Reduced link graphs are a way that search engines can identify high quality websites and remove low quality spam sites from the link ranking calculation. Published research demonstrates that reduced link graphs are an effective way to rank links. This article discusses research and patents that explain how reduced link graph algorithms work.
As the tweet by Bill Slawski communicates, understanding how algorithms work gives you a more accurate idea of what is possible.
This works in reverse, as well. The lack of research or patents can be seen as evidence that a theory about how Google ranks a site may be incorrect.
Understanding what is possible and what is not possible helps you to better discern between dead-end ideas and strategies based on credible evidence.
Nobody at this time can definitively assert that reduced link graphs are used. But research shows that reduced link graphs are an effective strategy for catching spam. Thus, there may be a high probability that a form of reduced link graph is in use by the search engines.
Research into Reduced Link Graphs
Researchers discovered that they could improve search results by removing links from their link graph then running the ranking algorithm on the links that survived the culling. This work noted there was room for improvement by using more sophisticated classifiers to identify more links to remove and better links include, as well as avoid false positives.
The initial research showed strong indications that this technique worked exceptionally well.
Measuring Similarity to Detect Qualified Links is the research study I will first cite. It discovered that removing certain kinds of links before the ranking process begins results in less spam and more accurate search results.

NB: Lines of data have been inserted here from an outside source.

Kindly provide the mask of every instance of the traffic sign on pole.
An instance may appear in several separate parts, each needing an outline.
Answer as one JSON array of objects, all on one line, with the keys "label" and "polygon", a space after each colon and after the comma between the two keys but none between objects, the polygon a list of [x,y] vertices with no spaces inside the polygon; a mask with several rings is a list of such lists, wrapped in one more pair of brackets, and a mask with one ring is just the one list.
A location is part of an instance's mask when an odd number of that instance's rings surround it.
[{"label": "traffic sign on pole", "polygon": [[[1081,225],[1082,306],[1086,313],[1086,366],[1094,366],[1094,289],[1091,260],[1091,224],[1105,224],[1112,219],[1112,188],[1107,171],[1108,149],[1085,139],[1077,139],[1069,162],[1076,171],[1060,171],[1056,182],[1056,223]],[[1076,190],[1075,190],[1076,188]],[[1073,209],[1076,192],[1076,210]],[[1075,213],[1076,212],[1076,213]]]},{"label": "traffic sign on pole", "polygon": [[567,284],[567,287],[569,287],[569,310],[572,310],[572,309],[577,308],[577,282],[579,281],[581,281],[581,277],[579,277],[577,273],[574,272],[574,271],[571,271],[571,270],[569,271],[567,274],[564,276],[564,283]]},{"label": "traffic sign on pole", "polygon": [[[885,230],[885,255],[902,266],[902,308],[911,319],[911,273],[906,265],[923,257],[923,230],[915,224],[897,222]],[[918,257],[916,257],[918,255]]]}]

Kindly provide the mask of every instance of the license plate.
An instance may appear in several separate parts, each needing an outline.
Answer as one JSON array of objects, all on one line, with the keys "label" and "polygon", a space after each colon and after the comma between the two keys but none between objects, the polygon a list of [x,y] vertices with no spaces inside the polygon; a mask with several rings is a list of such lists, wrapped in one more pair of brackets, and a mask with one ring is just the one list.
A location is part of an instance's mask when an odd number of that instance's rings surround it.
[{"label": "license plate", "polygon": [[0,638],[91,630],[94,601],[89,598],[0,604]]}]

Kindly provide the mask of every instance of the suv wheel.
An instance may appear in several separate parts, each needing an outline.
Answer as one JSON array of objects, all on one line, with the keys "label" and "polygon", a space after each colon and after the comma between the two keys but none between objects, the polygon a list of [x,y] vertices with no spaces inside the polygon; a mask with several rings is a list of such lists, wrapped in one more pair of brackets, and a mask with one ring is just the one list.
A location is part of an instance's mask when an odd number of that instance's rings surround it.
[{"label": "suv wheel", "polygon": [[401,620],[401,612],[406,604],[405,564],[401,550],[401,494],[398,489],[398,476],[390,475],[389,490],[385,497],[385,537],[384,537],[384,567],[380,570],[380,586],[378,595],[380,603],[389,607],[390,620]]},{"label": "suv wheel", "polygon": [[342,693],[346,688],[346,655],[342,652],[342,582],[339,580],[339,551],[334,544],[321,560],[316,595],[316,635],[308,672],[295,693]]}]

1. Advertising and Navigation Links and Link Authority
Two kinds of links they immediately removed from the ranking process were advertising links and navigational links.
“The prevalence of links that do not (or should not) confer authority is an important reason that makes link analysis less effective. Examples of such links are links that are created for the purpose of advertising or navigation…

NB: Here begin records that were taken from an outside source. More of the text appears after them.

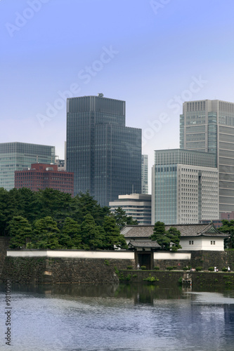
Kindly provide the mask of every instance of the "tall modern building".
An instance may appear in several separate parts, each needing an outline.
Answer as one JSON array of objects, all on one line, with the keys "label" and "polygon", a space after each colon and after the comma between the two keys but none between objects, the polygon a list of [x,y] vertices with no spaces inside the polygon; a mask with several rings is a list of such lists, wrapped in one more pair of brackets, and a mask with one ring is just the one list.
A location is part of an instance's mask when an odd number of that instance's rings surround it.
[{"label": "tall modern building", "polygon": [[0,143],[0,187],[6,190],[15,186],[15,171],[30,168],[31,164],[55,162],[54,146],[26,143]]},{"label": "tall modern building", "polygon": [[117,200],[110,202],[110,211],[115,213],[118,207],[131,216],[139,225],[151,224],[151,195],[148,194],[131,194],[119,195]]},{"label": "tall modern building", "polygon": [[181,149],[155,151],[152,224],[198,223],[219,218],[216,156]]},{"label": "tall modern building", "polygon": [[73,196],[74,174],[59,171],[58,164],[32,164],[30,169],[15,171],[15,187],[34,192],[48,187]]},{"label": "tall modern building", "polygon": [[141,157],[141,193],[148,193],[148,154],[143,154]]},{"label": "tall modern building", "polygon": [[101,206],[141,192],[141,129],[125,126],[125,102],[98,96],[67,99],[67,171],[76,195],[89,191]]},{"label": "tall modern building", "polygon": [[213,153],[219,173],[219,217],[234,211],[234,103],[188,101],[180,118],[180,147]]}]

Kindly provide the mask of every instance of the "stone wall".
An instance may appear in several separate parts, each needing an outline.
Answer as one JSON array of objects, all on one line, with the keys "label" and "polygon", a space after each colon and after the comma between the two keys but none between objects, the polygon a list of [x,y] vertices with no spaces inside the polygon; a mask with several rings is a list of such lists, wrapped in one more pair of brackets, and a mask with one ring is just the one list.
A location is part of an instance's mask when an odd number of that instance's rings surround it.
[{"label": "stone wall", "polygon": [[203,270],[208,270],[209,267],[217,267],[219,270],[229,265],[234,271],[234,251],[191,251],[190,260],[154,260],[154,266],[160,270],[167,267],[176,267],[181,270],[183,267],[190,266],[195,268],[202,267]]},{"label": "stone wall", "polygon": [[116,283],[132,260],[6,257],[0,281],[20,284]]},{"label": "stone wall", "polygon": [[[190,272],[183,271],[148,271],[148,270],[120,270],[119,280],[124,283],[153,284],[156,285],[178,284],[183,277],[192,281],[193,286],[227,286],[234,287],[234,273],[221,272]],[[145,279],[154,277],[154,282]],[[187,284],[188,285],[188,284]]]},{"label": "stone wall", "polygon": [[160,267],[160,270],[166,270],[167,267],[183,270],[187,265],[191,265],[190,260],[154,260],[154,267]]},{"label": "stone wall", "polygon": [[222,270],[223,267],[229,265],[234,270],[233,253],[233,251],[193,251],[190,265],[195,268],[202,267],[204,270],[214,266]]},{"label": "stone wall", "polygon": [[0,237],[0,277],[4,263],[6,251],[9,248],[10,239],[6,237]]}]

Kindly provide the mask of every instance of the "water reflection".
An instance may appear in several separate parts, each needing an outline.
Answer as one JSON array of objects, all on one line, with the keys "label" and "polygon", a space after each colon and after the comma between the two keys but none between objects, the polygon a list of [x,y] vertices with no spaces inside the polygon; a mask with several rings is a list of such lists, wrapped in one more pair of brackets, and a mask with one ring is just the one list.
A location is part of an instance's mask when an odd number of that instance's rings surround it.
[{"label": "water reflection", "polygon": [[[12,289],[11,351],[233,350],[232,290],[146,284]],[[0,323],[4,329],[2,312]],[[8,349],[1,332],[0,350]]]}]

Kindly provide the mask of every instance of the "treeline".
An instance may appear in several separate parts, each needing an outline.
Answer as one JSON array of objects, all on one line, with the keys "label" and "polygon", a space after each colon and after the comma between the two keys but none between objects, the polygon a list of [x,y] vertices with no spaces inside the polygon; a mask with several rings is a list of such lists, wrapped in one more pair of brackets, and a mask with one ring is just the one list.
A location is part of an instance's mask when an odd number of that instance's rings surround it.
[{"label": "treeline", "polygon": [[12,249],[126,249],[121,229],[137,224],[120,208],[112,214],[89,192],[0,188],[0,234]]}]

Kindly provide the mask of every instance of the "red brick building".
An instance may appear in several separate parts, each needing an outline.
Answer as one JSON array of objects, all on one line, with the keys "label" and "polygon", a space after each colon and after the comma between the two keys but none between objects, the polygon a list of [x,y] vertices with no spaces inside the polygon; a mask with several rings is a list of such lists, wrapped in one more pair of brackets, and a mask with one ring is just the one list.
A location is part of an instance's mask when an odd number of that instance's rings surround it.
[{"label": "red brick building", "polygon": [[74,195],[74,173],[58,171],[57,164],[32,164],[31,169],[15,171],[15,187],[34,192],[46,187]]}]

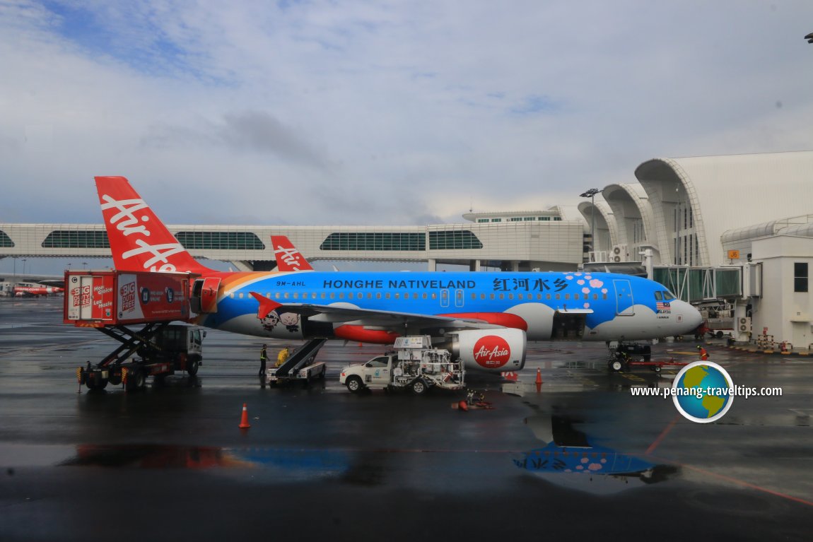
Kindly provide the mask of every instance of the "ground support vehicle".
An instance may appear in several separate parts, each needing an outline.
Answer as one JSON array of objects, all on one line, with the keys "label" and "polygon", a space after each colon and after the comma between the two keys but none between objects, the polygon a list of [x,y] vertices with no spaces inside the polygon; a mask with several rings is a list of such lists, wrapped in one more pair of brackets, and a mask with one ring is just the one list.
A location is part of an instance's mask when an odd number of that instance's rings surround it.
[{"label": "ground support vehicle", "polygon": [[610,362],[610,369],[615,372],[624,371],[629,372],[631,367],[641,366],[649,367],[650,371],[659,373],[664,366],[684,366],[689,365],[689,362],[676,362],[674,358],[668,359],[650,359],[646,362],[636,361],[627,358],[626,359],[615,359]]},{"label": "ground support vehicle", "polygon": [[98,329],[121,343],[98,363],[88,361],[76,369],[80,385],[94,390],[124,384],[133,391],[148,376],[159,384],[178,371],[196,375],[206,332],[171,323],[191,317],[189,278],[186,273],[66,272],[63,322]]},{"label": "ground support vehicle", "polygon": [[461,389],[465,372],[448,350],[434,349],[428,336],[395,340],[395,349],[369,362],[341,370],[339,382],[353,393],[364,389],[411,389],[423,395],[431,388]]},{"label": "ground support vehicle", "polygon": [[652,358],[652,347],[644,343],[613,340],[607,343],[607,366],[612,371],[620,371],[630,361],[640,359],[649,362]]},{"label": "ground support vehicle", "polygon": [[266,383],[271,386],[289,382],[302,382],[307,385],[311,380],[324,379],[326,366],[323,362],[314,360],[325,342],[326,339],[313,339],[298,348],[285,363],[268,369]]}]

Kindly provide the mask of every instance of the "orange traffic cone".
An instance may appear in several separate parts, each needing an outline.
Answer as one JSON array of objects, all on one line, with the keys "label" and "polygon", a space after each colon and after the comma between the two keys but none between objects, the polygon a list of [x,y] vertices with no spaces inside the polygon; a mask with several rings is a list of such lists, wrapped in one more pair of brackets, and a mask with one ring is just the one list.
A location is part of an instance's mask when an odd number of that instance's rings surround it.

…from the perspective of link analysis algorithms, these links are noisy information because they do not show the authors’ recommendation of the target pages. Traditional link analysis algorithms do not distinguish such noise from useful information. As a consequence, the target pages of these links could get unmerited higher ranking. Therefore, in order to provide better retrieval quality, the influence of such links needs to be reduced.”
The purpose of this research paper is to determine, “which links should be used in web link analysis.”
To answer that question they suggest using a reduced link graph, a map of the web with irrelevant and spam links thrown out.
The research paper suggests using what they call “qualified links.” What they do is create signals of similarity between the web page linking out and the target page being linked to. The links that do not score high for similarity are filtered out.
The non-similar links that are filtered out are called unqualified links. The links that remain in the link graph are called qualified links. This results in a smaller link graph comprised only of qualified links.
This is called a reduced link graph. From here, starting with the reduced link graph, the search engine can then run its link ranking algorithms.
Here is how the research paper describes the process:
“…the “unqualified links” are filtered out, which leaves only the “qualified links”. Link analysis algorithms are then performed on the reduced web graph and generate the resulting authority ranking.”
This particular approach does not rely on the anchor text or the surrounding text. It is described as not being query-specific. While previous work like statistical analysis has focused on identifying spam pages, what makes this approach stand apart is that it is focusing on the links between them.
Focusing on the links between sites and tossing out the “unqualified links” is a step in the evolution of modern link ranking algorithms. This is why anyone concerned with SEO should understand what a reduced link graph is.
Google and Reduced Link Graphs
Google described a link ranking algorithm that in my opinion, could form the basis for Penguin. This algorithm differed from any previous algorithms because it ranks the distances between links.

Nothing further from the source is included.